`I was on my way to the boulangerie . . .'

THE fragrance of bread baking in my oven suddenly takes me back, over long years, to the Palace of Versailles. Not so much to the palace itself, but to the gardens, where my French cousin, Yvonne, and I liked to eat our lunch on the grass beside the reflecting pool. After Yvonne was married, her Parisian father decided that it was all right for the two of us, over 20 years old, to wander about Paris in daylight hours, unescorted and unchaperoned. So we enjoyed ourselves in the art galleries, voyaging up and down the Seine on the bateaux-mouches, and taking a tram ride to Versailles. Our lunch basket contained bread, Camembert cheese, and grapes. One day, to my amusement, the yardstick of bread that we bought in the boulangerie near our faubourg was wrapped up when it was handed to me. ``Mais, oui,'' said Yvonne, ``it's because you are wearing your best clothes. Madame wants to protect your dress.'' The family loaf, delivered at the house early every morning, unwrapped, was always wedged between two rods of the railing near the garden gate. An American friend told us he had seen a schoolboy on his way home from the boulangerie, rolling one of the huge round loaves like a hoop and whacking it along with a long narrow loaf.

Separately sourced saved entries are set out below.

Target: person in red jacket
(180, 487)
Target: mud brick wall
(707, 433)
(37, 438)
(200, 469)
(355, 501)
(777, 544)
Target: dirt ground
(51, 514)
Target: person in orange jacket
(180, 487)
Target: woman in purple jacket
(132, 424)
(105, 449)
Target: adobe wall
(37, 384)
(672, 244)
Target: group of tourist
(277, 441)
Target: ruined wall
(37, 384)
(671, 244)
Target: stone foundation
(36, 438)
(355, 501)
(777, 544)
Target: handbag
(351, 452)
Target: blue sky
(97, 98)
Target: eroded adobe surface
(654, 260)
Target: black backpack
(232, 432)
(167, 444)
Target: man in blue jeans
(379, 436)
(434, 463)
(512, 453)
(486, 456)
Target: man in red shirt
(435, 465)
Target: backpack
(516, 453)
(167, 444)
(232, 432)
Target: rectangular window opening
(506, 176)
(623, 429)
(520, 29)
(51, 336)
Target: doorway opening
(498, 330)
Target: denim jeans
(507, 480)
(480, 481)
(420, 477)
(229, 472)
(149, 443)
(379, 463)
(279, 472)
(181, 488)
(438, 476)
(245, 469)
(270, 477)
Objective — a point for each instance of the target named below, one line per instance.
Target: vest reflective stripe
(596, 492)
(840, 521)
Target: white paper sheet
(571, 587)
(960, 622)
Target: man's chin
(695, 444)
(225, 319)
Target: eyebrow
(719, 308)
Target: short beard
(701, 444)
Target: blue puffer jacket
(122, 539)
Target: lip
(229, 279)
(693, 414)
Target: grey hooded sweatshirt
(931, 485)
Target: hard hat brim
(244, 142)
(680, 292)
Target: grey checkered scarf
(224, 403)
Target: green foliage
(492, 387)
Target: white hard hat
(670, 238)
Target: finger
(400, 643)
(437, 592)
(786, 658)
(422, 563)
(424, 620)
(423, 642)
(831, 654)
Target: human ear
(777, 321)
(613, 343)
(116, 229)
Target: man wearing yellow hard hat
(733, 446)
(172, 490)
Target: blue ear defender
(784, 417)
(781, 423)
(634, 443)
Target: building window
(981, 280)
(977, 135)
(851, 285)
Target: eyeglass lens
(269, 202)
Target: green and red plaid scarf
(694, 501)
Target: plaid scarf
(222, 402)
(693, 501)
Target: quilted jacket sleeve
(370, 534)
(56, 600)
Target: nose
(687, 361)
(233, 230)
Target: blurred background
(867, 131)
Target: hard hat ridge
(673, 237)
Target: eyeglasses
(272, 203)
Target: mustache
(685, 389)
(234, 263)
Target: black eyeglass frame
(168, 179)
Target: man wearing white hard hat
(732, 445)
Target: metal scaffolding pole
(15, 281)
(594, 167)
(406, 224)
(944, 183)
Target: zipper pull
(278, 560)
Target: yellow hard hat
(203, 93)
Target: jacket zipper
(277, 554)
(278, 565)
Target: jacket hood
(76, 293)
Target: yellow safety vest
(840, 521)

``I was on my way to the boulangerie . . . .'' I can hear Yvonne's musical voice as she told me, years later, after the Second World War, in western New York: ``I was on my way to the boulangerie, in Nice, near the Promenade. You recall?'' The time she referred to was during the Vichy regime. Her husband, a French cavalry officer, had lost his life on the Ligne Maginot. She had gotten permission to travel from Paris with her two children and join her parents, who then lived at Nice. A long train ride with two young children and their pet rabbits and almost nothing else salvaged from their house in Villiers-sur-Marne.

``I was on my way to collect the monthly ration for Alain and Marianne. You know, we were allowed biscuits made with white flour once a month for the children. The streets were deserted, and none of the shutters had been taken down from the shops. It seemed odd, for I had not had any report from the neighbors that morning who listened secretly to the TSF [radio]. I did not know that the Resistance [through the BBC] had warned us to stay indoors.

``The boulangerie was closed.

``Then I heard a shot,'' Yvonne told me, ``and I drew myself back against the shop wall. And a young German sentry, who had been in the doorway, fell at my feet, dead. The underground had taken over. A boy in his teens. I had only pity. Probably, I thought, he has a mother and brothers and sisters in Germany. Then I remembered my English mother in the villa with the children. So I ran all the way home.''

The compassion she expressed, in spite of her loss, as we sat on the banks of the Niagara River, is something I will never forget. ``. . . on my way to the boulangerie.''

The fragrance from the kitchen tells me it is time to take the bread out of my oven.